The Kuwait National Assembly Building is the official seat of the Parliament of the State of Kuwait, located in the capital Kuwait City. Following the independence of Kuwait, in late 1969 there has been a plan to be constructed new buildings for the public administration. No single building typology reveals as much about a nation’s political culture as the seat of its government.
Parliamentary or palatial structures can tell stories of bureaucratic sprawl, autocratic excess, democratic openness, and anything in between. So, the Kuwait authorities invited Jørn Utzon to participate in a competition for a National Assembly building to be located on Arabian Coast Street on the city’s waterfront.
Utzon, who was living in Hawaii at the time, prepared preliminary sketches which he sent to Oktay Nayman in London, who made construction drawings, and to his son Jan in Denmark who produced models. Familiar with Islamic architecture, Utzon based his competition design on a walled miniature city consisting of departments arranged around courtyards and accessed through a central hall, rather like a souq.
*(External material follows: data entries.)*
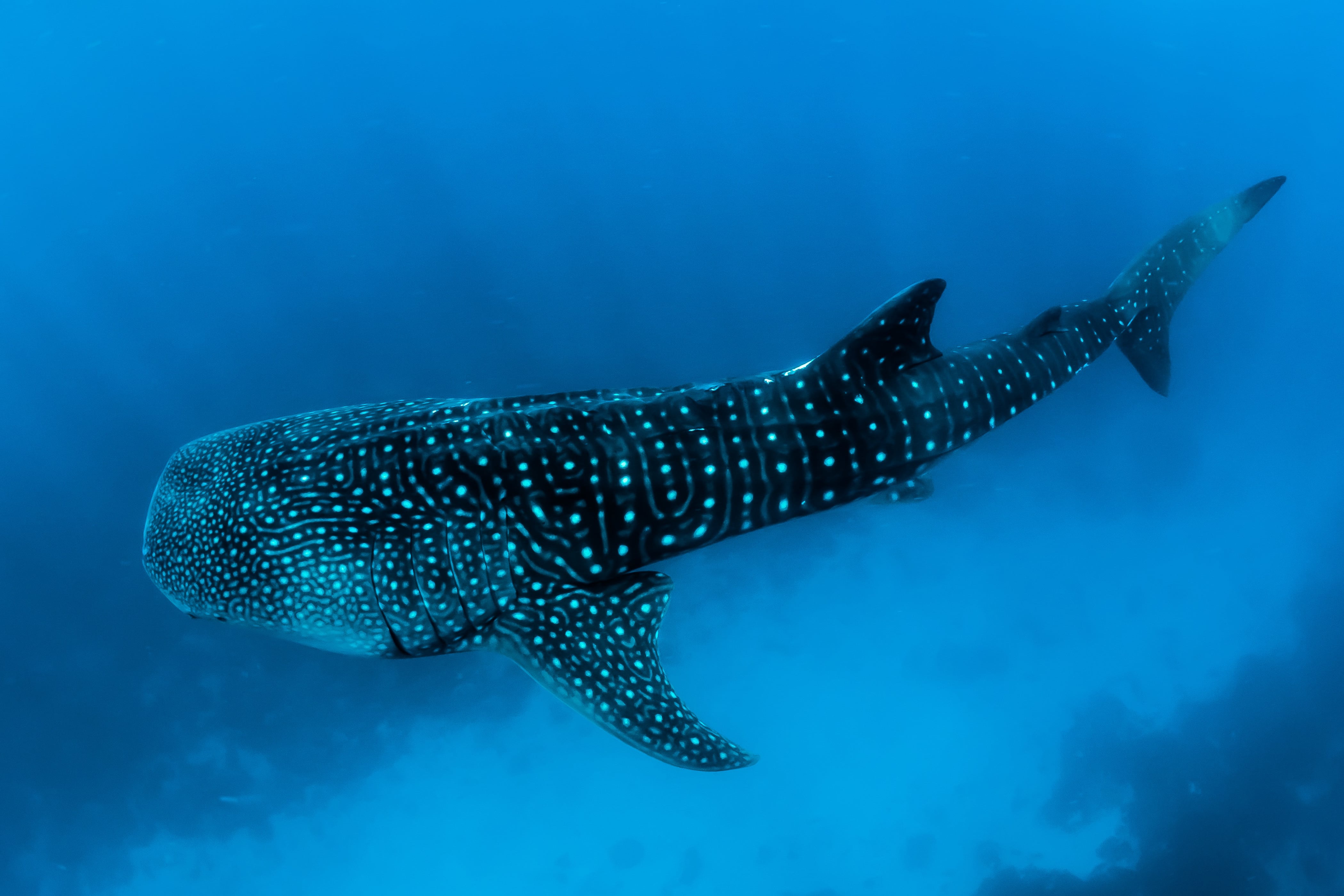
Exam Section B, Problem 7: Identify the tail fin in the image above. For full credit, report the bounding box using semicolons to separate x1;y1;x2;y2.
1106;177;1286;395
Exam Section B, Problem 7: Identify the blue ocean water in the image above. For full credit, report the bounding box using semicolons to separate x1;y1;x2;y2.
0;0;1344;896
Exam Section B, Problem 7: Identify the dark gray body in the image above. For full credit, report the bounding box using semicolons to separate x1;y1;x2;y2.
145;179;1282;770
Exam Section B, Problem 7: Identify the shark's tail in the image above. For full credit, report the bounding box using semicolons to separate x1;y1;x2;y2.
1103;177;1285;395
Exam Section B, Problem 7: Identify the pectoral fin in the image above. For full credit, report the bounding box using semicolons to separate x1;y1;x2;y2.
872;473;933;504
492;572;757;771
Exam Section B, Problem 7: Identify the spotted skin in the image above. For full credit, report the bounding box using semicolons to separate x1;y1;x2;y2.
144;177;1282;770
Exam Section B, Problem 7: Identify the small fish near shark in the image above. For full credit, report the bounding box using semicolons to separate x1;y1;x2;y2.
144;177;1284;771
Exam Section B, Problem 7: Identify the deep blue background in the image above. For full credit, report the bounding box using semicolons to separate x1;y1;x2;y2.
0;0;1344;896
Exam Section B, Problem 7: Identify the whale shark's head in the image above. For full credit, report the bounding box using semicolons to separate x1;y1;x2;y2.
142;423;387;654
142;431;246;621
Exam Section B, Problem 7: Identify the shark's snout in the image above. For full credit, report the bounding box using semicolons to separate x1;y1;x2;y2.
141;435;242;615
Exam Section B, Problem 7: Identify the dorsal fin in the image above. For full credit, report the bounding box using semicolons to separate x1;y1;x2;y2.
489;572;757;771
823;278;947;371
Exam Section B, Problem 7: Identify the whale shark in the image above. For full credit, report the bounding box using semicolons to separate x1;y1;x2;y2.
144;177;1285;771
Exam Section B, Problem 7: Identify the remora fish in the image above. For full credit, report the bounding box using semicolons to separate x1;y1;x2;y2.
144;177;1284;770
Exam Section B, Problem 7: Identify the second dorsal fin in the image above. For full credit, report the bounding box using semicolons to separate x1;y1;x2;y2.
823;278;947;371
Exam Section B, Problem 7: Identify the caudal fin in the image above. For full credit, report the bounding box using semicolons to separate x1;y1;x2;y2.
1106;177;1286;395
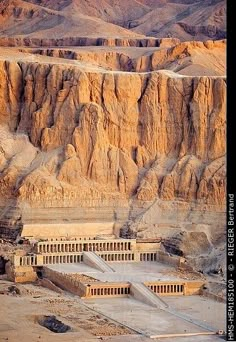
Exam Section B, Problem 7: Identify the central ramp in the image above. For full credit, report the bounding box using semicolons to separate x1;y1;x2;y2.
130;283;168;309
83;252;115;272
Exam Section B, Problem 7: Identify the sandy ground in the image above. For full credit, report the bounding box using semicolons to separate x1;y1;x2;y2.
84;296;224;336
0;280;135;342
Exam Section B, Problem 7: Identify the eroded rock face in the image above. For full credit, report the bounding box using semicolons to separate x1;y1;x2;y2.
0;57;226;210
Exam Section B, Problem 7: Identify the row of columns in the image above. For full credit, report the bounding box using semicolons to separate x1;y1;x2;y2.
149;285;184;293
37;242;131;253
90;287;130;296
140;253;157;261
99;253;134;261
20;255;37;266
43;255;83;264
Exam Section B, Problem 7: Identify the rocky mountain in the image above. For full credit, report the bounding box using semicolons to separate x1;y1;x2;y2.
0;0;226;271
0;0;226;41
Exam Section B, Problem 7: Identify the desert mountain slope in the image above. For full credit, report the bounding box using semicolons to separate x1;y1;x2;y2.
0;0;226;40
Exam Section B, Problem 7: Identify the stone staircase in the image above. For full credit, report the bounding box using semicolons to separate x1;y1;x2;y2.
83;252;114;272
130;283;168;309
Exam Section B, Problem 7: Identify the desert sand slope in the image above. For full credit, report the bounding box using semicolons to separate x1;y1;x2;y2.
0;46;226;210
0;0;143;38
0;0;226;40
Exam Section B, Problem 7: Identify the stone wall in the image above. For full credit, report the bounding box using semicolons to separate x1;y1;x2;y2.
43;267;86;297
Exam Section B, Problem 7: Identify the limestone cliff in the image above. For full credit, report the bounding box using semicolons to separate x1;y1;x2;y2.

His scheme most prominently features a public colonnade of soaring, thin piers that support a graceful, draped concrete roof over an open plaza. Its dramatic curves, composed of a series of semi-circular shells set onto steel cables, gesturally sweep down from atop the columns to the height of the building behind it in the natural form of a catenary.
Utzon claimed that the cloth-like sensation of the roof references the iconic tent construction of the Arabian Bedouin people. Rising up toward the Kuwait Bay in front of it, the architecture is both inviting and forward-looking, casting its lofty gaze outward toward the sea and beyond. It has been noted that Utzon was working on the project for almost 3 years before deciding how the building should be exactly.
Construction work began in July 1978, and it has been decided to make maximum use of precast concrete components, facilitating the best use of local resources. Apart from the elements for the two wide-span roofs, which were cast on site and moved into position on so-called “railway tracks”, all the components were indeed prefabricated in standard sizes.
The building was completed in 1982. Today the Assembly Building remains one of the few architecturally compelling achievements by a Western architect in the Middle East.